We next focused on comparing viral protein association with replicated viral DNA in the presence of inhibitors (Fig 9A). The levels of viral immediate early gene products associated with viral DNA did not change significantly in the presence of either inhibitor (inhibitor +EdC) compared to infection with KOS in the absence of inhibitors (KOS+EdC). Of note, for both PCNA-I1 and T2AA treated cells, the NSAF for ICP4 did not change compared to the untreated control (KOS +EdC/KOS +EdC +inhibitor = 0.9). ICP4 is the major viral transcription factor that binds to double stranded DNA during infection, is an immediate early gene product, and is essential for transcription initiation of early and late viral genes [7]. At the time viral DNA was isolated (6 hpi), ICP4 coats viral DNA in a sequence non-specific manner [12] and is therefore a good internal control and support for the use of NSAF to compare protein levels between datasets.
A) Heat map indicating all viral proteins identified in viral aniPOND datasets and their fold change in abundance comparing PCNA-I1 (2.5 μM) or T2AA (12.5 μM) treated cells to an uninhibited control. HSV-1 genes are classified by their gene class (immediate early, early, leaky late, or late). Viral genes that are not classified are under “N/A”. Fold decrease was calculated as the NSAF of KOS+EdC divided by KOS +inhibitor +PCNA-1. Raw values indicate fold change and this is emphasized by the heat map. Values of less than 1.0 indicate an increase in protein association during inhibition. B) STRING diagram of human proteins that had at least a 4-fold decrease in association with viral DNA in the presence of 2.5 μM PCNA-I1. The STRING diagram shows predicted physical and functional interactions between human proteins. Biological process associated with identified proteins are labeled in varying colors. The unmapped list represents proteins that were not predicted to have high confidence protein-protein interactions with the other identified proteins using STRING. Some minor modifications were made to the STRING diagram to group known complex members together. ARID1A was originally grouped with ‘Mismatch repair proteins’ but was changed to be grouped with ‘Chromatin + DNA modification + remodeling.’ ERCC3 was originally grouped with the ‘Mediator complex’ but was changed to be grouped with ‘Transcription II’.
There was little to no difference in the association of HSV-1 early and leaky late gene products with viral genomes in the presence of T2AA (less than 2-fold).
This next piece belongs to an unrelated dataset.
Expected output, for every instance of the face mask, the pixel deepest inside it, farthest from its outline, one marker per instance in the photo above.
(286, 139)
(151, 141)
The one exception was the early viral gene product UL2 (uracil-DNA glycosylase), which decreased during T2AA treatment by 4-fold (Fig 9A). In addition, in the presence of T2AA, viral genome-associated late proteins (capsid and tegument) were less associated with replicated HSV-1 DNA (UL38 decreased by 3.5-fold and UL47 decreased by 3.0-fold), an observation that is consistent with T2AA treatment causing a decrease in late protein expression. When infection was carried out in the presence of T2AA, there was little to no change in viral genome association of most cellular factors when compared to an uninhibited group (Fig 8F and 8G). Host factors FERM RhoGEF and pleckstrin domain-containing protein 1 (FARP1), integrator complex subunit 4 (Ints4) and subunit 3 (Ints3), Septin-7, and the PHD finger-like domain containing protein 5A (PHF5A) decreased by at least 4-fold in the presence of T2AA (Fig 8F and 8G). All other cellular factors were recruited to viral DNA in similar abundances with T2AA as in uninhibited groups. Taken together, T2AA selectively inhibits the recruitment of select factors to replicated viral DNA including the viral base excision repair factor UL2 and cellular factors involved in transcription elongation (Ints3, Ints4, and PHF5A).
PCNA-I1 treatment affected the recruitment of specific viral and cellular factors with viral DNA (Fig 9). Levels of the single-stranded DNA binding protein ICP8 (UL29) associated with viral DNA increased slightly (KOS +EdC/KOS +PCNA-I1 +EdC = 0.6), while the viral origin binding protein UL9 (6.1-fold) and UL2 (5.8-fold) decreased in the presence of PCNA-I1 (Fig 9A). Across both biological replicates, UL30 was not stably associated with purified viral DNA given PCNA-I1 treatment, resulting in the greatest viral factor decrease of 27.5-fold (Fig 9A and 8E). These proteins are all products of early genes, of which expression is not affected by PCNA-I1 (Figs 5A/5B and 6B–6D). Additionally, there was a consistent decrease in association of viral leaky late and late gene products, consistent with the observation that there is a decrease in replication-dependent leaky-late and late protein and mRNA expression during PCNA-I1 treatment (Figs 5A/5C and 6E–6I).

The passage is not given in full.